Terkait persoalan itu dan momentum menjelang Hari Buruh Internasional (1 Mei) tahun ini, saya ingin mengangkat isu anak muda yang menjadi buruh digital di Indonesia. Terutama mengintip apa saja titik rentan, kendala, dan beban mereka serta bagaimana mereka perlu merespons tantangan rangkap tersebut. Sebelum masuk lebih rinci, kita perlu membaca gambaran besarnya lebih dulu.
Anak Muda, Prekariat dan Kerentanan Berlapis
Anak muda dan mereka yang tergolong fase produktif telah menjadi kelompok usia dominan di Indonesia, negara berpenghuni terbesar ke-4 di dunia. Dari populasi total penduduk Indonesia yang berjumlah 277,7 juta jiwa, ada sebesar 64,3% atau sekitar 178 juta adalah mereka yang berada pada rentang usia 13-44 tahun (data BPS dan PBB terbaru). Inilah kenapa banyak gembar-gembor soal Indonesia akan menuai bonus demografi atau dalam bahasa inggisnya disebut demographic dividend. Suatu surplus tenaga kerja produktif yang akan membangun ekonomi nasional.

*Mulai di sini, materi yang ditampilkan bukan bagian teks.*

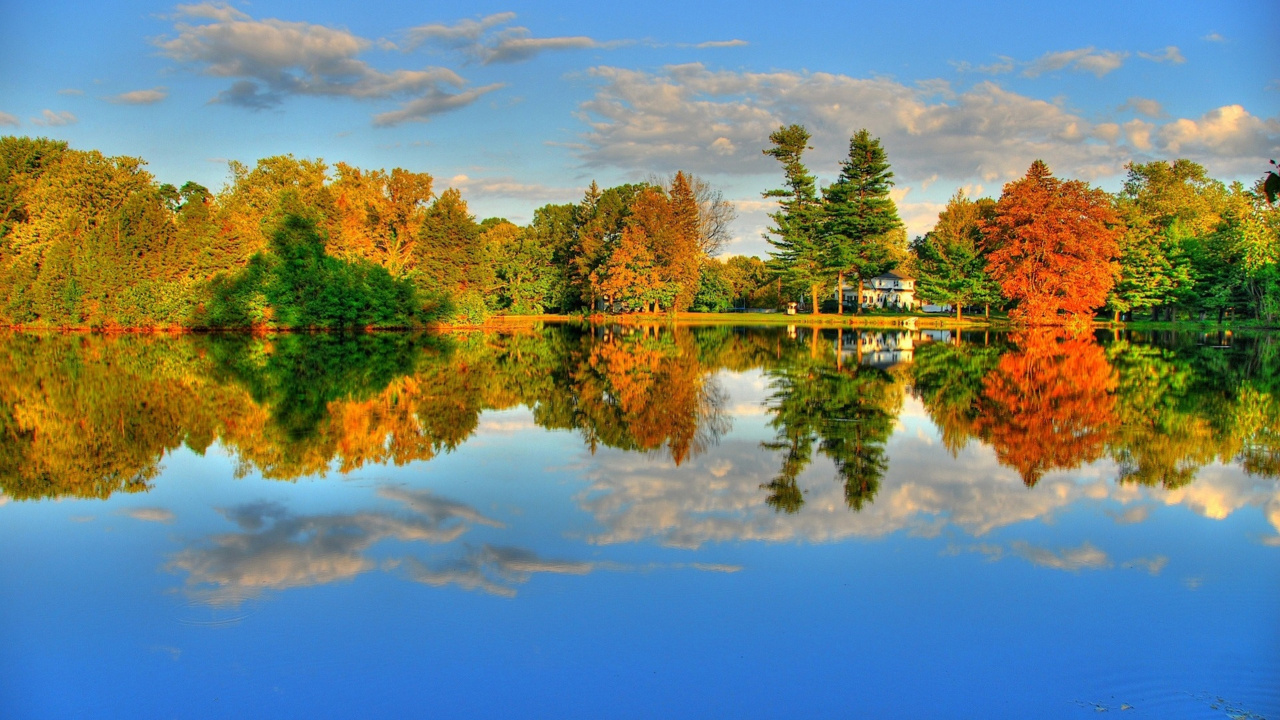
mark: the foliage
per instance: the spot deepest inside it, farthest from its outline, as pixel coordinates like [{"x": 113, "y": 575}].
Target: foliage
[
  {"x": 859, "y": 217},
  {"x": 799, "y": 253},
  {"x": 300, "y": 286},
  {"x": 714, "y": 292},
  {"x": 951, "y": 259}
]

Namun demikian, secara logika ekonomi, dividen hanya akan diperoleh mereka yang telah berinvestasi. Pertanyaannya, apakah Indonesia berinvestasi pada kaum muda? Dengan serangkaian problem lingkungan, konflik agraria, kelangkaan lapangan pekerjaan, kekerasan seksual, ketidakmerataan ekonomi, benturan antarpemeluk agama, akankah Indonesia masih berpeluang mendapatkan bonus demografi itu?
Sedang, dari cuplikan fakta kecil saja soal kesehatan, BPS mencatat bahwa kesehatan anak muda Indonesia makin memburuk dalam kurun enam tahun terakhir. Persentase keluhan kesehatan di tahun 2016 yang berjumlah 17,4% menanjak ke angka 21,24% pada 2021. Kemudian dari segi ketenagakerjaan, data Organisasi Buruh Internasional (ILO) yang World Bank kumpulkan menunjukkan tingkat pengangguran angkatan kerja muda (usia 15-24) di Indonesia menjadi tertinggi kedua di Asia Tenggara.

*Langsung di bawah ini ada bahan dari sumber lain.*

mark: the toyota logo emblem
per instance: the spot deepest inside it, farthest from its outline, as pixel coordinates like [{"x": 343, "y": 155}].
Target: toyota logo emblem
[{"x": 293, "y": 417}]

Besaran angkanya mencapai 16% pada 2021. Tidak heran KedaiKOPI lewat hasil surveinya menemukan bahwa generasi muda pesimistis soal politik hukum Indonesia di masa mendatang, dan penjajakan CSIS menunjukkan isu teratas yang paling anak muda perhatikan menjelang pemilu 2024 adalah kesejahteraan.
Minimnya Jaminan Kualitas Hidup
Berpijak pada serangkum data tersebut, anak muda Indonesia terkepung ketidakmenentuan dan minimnya jaminan kualitas hidup yang memadai. Generasi muda masa kini menjadi kelompok yang terbebani ekspektasi ganda. Karena sokongan teknologi, kemajuan ilmu, dan fasilitas mutakhir. Namun pada saat yang sama, mereka memiliki tantangan berlapis-lapis melebihi generasi sebelumnya.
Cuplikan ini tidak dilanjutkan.